Uma das maiores reclamações de minha esposa é que, como gaúcho, eu saio da mesa para lavar louça quando recebemos convidados.
Eu pensava que estava agradando. Recolhia os pratos e não retornava até ensaboar e enxaguar os pratos, talheres e copos. Já aproveitava para passar o café e separar a sobremesa. Deixava a conversa da sala de estar como um radinho ligado no fundo de mim. Qualquer menção ao meu nome, tratava de aparecer no corredor para me defender. Em caso de não ser nomeado, tentava correr contra o tempo para me reinserir logo ao convívio.
Meu modo de ação é a saída à francesa, sem me despedir, sem estardalhaço. Eu me envaideço da invisibilidade. Procuro transmitir a noção de que fui rapidamente ao banheiro.
Minha criação é assim no pampa, lava-se tudo para não constranger as visitas com a pia lotada. Minha família acredita que o anfitrião deve prestar os serviços inteiros. Odeio quando alguém que acolhi em minha residência pega a esponja e o detergente. Para mim, é falta de respeito.
Já para o mineiro significa maus modos abandonar um papo pela metade. Até que venha o silêncio, não é possível se mexer. A voz e o lazer têm preferência sobre o serviço doméstico.
Beatriz fica escandalizada com o meu vaivém. Diz que passo a mensagem de que desejo que todo mundo vá embora, que apresso os passos do convívio, que gero uma pressa inconveniente.
Isso mesmo: ela me chama de inconveniente. É esse o adjetivo.
“Pare de ser inconveniente”.
E eu jurava que deixava o povo mais à vontade, prolongando a sua estada, dando conta do recado sozinho. Assim, ninguém precisaria se incomodar com nada, apenas gargalhar, comer e beber.
“Não se larga a mesa nunca. Depois cuidamos da cozinha. As pessoas notam a sua indisposição. Parece que tem outro compromisso.”
Nossa relação tem esse choque cultural. Ao final do dia, questiono se as pessoas gostaram do cardápio e ela sempre suspira:
“Pena que não curtiu junto”.
Nunca se sente completa, justamente pelo meu hábito de limpeza na hora.
Acho tão feio já ter se servido e os restos permanecerem à frente. Não consigo entender.
Eu ajo com a impessoalidade de um restaurante, ocupando simultaneamente os papéis de chef, garçom e auxiliar. Minha ambição é conquistar uma estrela do Michelin com o suor do meu rosto. Não devo ser beneficiado pela situação. Não serei preguiçoso para me esbaldar na cadeira e não me preocupar com o rigor do tratamento oferecido aos amigos e familiares.

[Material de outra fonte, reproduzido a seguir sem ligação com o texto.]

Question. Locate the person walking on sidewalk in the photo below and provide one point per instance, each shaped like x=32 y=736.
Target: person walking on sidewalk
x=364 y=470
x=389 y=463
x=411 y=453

Já, no entendimento mineiro, o anfitrião ofereceu a casa e a comida, está de bom tamanho. As visitas fazem questão de ajudar, de recolher as travessas e as vasilhas, de limpar e guardar os objetos. Recompensam o conforto do momento com o trabalho braçal.
Ocorre uma inversão do meu padrão de comportamento: os donos da casa são mimados, cortejados, festejados. Não podem largar a cabeceira da atenção e se distraírem com afazeres.
O que vale é a alegria da imobilidade, marcar posição com piadas e causos, agradecer a proximidade dos cotovelos, comover-se com a presença espirituosa.
E que os ossos e os cascos das garrafas fiquem empilhados até o anoitecer, até o momento em que a turma começa a planejar o jantar em animado mutirão.
Banquete em Minas é acampamento, farofada, é a vida cheia até transbordar, até a lâmina da lua cortar as nuvens.